2. Die GmbH kann mit Zustimmung der AG Beträge
aus dem Jahresüberschuss in andere Gewinnrücklagen (§
272 Abs. 3 HGB) einstellen, soweit dies handelsrechtlich
zulässig und bei vernünftiger kaufmännischer Beurteilung
wirtschaftlich begründet ist. Sind während der Dauer
dieses Vertrages Beträge in andere Gewinnrücklagen (§
272 Abs. 3 HGB) eingestellt worden, so sind sie auf
Verlangen der AG wieder aufzulösen und als Gewinn
abzuführen oder zum Ausgleich eines Jahresfehlbetrages
der GmbH zu verwenden.
I.2 § 2 (Verlustübernahme) wird vollständig wie
folgt neu gefasst:
§ 2
Verlustübernahme
Die AG ist gegenüber der GmbH zur Verlustübernahme
entsprechend den Vorschriften in § 302 des Aktiengesetzes
(AktG) in seiner jeweils gültigen Fassung verpflichtet.
II. Wirksamkeit der Vertragsänderung
Die Änderung des Gewinnabführungsvertrages wird unter dem
Vorbehalt der Zustimmungen durch die
Gesellschafterversammlung der GmbH und durch die
Hauptversammlung der AG geschlossen. Die Vertragsänderung
wird mit Eintragung in das Handelsregister der GmbH
wirksam.
III. Schlussbestimmungen
Abgesehen von der Vertragsänderung gemäß Ziffer I. bleiben
die übrigen Bestimmungen des bestehenden
Gewinnabführungsvertrages unverändert.
Sollte eine Bestimmung dieses Änderungsvertrages ganz oder
teilweise unwirksam sein oder werden, so wird dadurch
seine Gültigkeit im Übrigen nicht berührt.

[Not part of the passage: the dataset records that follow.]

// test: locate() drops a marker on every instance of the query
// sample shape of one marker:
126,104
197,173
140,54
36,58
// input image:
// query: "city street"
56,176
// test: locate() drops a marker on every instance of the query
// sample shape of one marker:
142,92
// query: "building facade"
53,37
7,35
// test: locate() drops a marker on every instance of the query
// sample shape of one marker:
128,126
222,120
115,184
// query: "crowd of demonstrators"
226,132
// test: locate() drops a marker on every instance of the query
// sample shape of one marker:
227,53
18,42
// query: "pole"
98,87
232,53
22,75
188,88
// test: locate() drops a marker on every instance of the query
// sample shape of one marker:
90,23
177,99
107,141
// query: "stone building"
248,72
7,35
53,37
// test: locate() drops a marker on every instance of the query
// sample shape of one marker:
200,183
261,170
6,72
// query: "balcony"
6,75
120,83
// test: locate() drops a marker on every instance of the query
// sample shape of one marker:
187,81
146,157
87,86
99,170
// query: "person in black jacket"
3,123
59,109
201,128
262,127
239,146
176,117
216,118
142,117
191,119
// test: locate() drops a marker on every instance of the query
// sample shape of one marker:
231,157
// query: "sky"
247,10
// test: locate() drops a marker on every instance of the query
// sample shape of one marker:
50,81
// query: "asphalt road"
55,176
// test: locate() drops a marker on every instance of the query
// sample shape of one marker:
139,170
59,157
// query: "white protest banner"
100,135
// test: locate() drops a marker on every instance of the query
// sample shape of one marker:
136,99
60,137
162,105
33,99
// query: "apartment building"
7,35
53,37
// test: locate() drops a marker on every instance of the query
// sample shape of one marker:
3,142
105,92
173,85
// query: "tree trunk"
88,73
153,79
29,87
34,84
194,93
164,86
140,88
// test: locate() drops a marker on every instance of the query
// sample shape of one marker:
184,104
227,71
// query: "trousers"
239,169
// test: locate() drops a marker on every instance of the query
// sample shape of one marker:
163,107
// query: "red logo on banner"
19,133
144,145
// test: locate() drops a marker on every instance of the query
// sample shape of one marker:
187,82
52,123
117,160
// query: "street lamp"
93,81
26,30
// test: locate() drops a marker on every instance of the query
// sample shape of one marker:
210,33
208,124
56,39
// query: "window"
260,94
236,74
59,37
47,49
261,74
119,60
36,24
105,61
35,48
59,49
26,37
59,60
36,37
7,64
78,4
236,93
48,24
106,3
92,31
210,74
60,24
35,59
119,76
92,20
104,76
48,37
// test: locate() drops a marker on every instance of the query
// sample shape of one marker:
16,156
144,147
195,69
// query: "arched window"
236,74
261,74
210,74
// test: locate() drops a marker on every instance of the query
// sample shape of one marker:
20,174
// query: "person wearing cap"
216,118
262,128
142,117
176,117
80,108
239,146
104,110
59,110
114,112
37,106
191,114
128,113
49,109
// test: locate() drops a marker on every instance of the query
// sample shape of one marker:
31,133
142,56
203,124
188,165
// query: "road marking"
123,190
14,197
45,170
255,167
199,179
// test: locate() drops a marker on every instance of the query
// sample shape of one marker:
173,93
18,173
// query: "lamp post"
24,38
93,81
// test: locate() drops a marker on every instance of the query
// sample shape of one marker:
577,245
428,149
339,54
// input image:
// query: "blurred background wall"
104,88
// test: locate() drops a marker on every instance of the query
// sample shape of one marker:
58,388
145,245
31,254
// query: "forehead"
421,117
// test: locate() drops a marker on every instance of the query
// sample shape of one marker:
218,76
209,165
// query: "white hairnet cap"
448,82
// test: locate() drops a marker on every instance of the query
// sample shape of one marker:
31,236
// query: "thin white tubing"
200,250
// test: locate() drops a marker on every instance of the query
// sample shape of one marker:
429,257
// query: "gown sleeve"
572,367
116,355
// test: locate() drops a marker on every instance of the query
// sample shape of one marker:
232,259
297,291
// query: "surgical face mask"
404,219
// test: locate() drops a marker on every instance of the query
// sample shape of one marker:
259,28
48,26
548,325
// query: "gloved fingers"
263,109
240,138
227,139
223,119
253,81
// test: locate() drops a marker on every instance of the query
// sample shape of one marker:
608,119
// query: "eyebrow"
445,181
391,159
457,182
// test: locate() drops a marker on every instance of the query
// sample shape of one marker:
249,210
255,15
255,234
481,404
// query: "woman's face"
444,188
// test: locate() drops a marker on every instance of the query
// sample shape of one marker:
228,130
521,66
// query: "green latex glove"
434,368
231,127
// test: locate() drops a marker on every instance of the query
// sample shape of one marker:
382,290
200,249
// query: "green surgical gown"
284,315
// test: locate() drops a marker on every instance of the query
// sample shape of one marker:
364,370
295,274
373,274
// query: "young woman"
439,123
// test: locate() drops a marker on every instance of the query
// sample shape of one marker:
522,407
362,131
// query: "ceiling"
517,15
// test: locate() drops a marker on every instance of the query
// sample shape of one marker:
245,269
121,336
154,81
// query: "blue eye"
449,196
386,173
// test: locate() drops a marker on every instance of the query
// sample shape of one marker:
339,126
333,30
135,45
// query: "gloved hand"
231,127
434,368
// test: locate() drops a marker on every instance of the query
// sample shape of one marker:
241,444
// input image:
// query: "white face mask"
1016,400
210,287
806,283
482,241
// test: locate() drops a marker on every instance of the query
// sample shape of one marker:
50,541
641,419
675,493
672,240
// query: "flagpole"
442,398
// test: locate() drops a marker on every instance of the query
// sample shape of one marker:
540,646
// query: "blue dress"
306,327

An die Stelle
der unwirksamen Bestimmung tritt, soweit rechtlich
möglich, eine andere angemessene Regelung, die
wirtschaftlich dem von den Parteien mit dem Abschluss
dieses Änderungsvertrages beabsichtigten Zweck am Nächsten
kommt.
b) zu Ziffer 7.2:
Änderungsvertrag
zum Gewinnabführungsvertrag vom 25.04.2002
zwischen
HAHN-Immobilien-Beteiligungs AG (AG Köln, HRB 46697),
- nachfolgend 'AG' genannt -
und
HAHN Beteiligungsholding GmbH (AG Köln, HRB 47650),
- nachfolgend 'GmbH' genannt -
Vorbemerkung
Die AG ist alleinige Gesellschafterin der GmbH (diese
ehemals firmierend als 'HAHN Immobilien GmbH' und als 'HAHN
Investment GmbH'). Die AG und die GmbH haben am 25.04.2002
den bestehenden Gewinnabführungsvertrag abgeschlossen, der
am 05.06.2002 in das Handelsregister der GmbH eingetragen
wurde. Der bestehende Gewinnabführungsvertrag soll im
Hinblick auf verschiedene Gesetzesänderungen nunmehr
geändert werden.
I. Vertragsänderung
Die Parteien sind darüber einig, dass der
Gewinnabführungsvertrag wie folgt geändert wird:
I.1 § 1 (Gewinnabführung) wird vollständig wie
folgt neu gefasst:
§ 1
Gewinnabführung
1. Die GmbH ist verpflichtet, vorbehaltlich
einer Bildung und Auflösung von Rücklagen nach Abs. 2
ihren gesamten während der Dauer des Vertrages ohne die
Gewinnabführung entstehenden Gewinn an die AG
abzuführen. Als Gewinn der GmbH gilt der ohne die
Gewinnabführung entstehende Jahresüberschuss, vermindert
um einen etwaigen Verlustvortrag aus dem Vorjahr, um den
in gesetzliche oder gesellschaftsvertragliche Rücklagen
etwa einzustellenden Betrag und den nach § 268 Abs. 8
des Handelsgesetzbuchs (HGB) ausschüttungsgesperrten
Betrag.
2. Die GmbH kann mit Zustimmung der AG Beträge
aus dem Jahresüberschuss in andere Gewinnrücklagen (§
272 Abs. 3 HGB) einstellen, soweit dies handelsrechtlich
zulässig und bei vernünftiger kaufmännischer Beurteilung
wirtschaftlich begründet ist. Sind während der Dauer
dieses Vertrages Beträge in andere Gewinnrücklagen (§
272 Abs. 3 HGB) eingestellt worden, so sind sie auf
Verlangen der AG wieder aufzulösen und als Gewinn
abzuführen oder zum Ausgleich eines Jahresfehlbetrages
der GmbH zu verwenden.
I.2 § 2 (Verlustübernahme) wird vollständig wie
folgt neu gefasst:
§ 2
Verlustübernahme
Die AG ist gegenüber der GmbH zur Verlustübernahme
entsprechend den Vorschriften in § 302 des Aktiengesetzes
(AktG) in seiner jeweils gültigen Fassung verpflichtet.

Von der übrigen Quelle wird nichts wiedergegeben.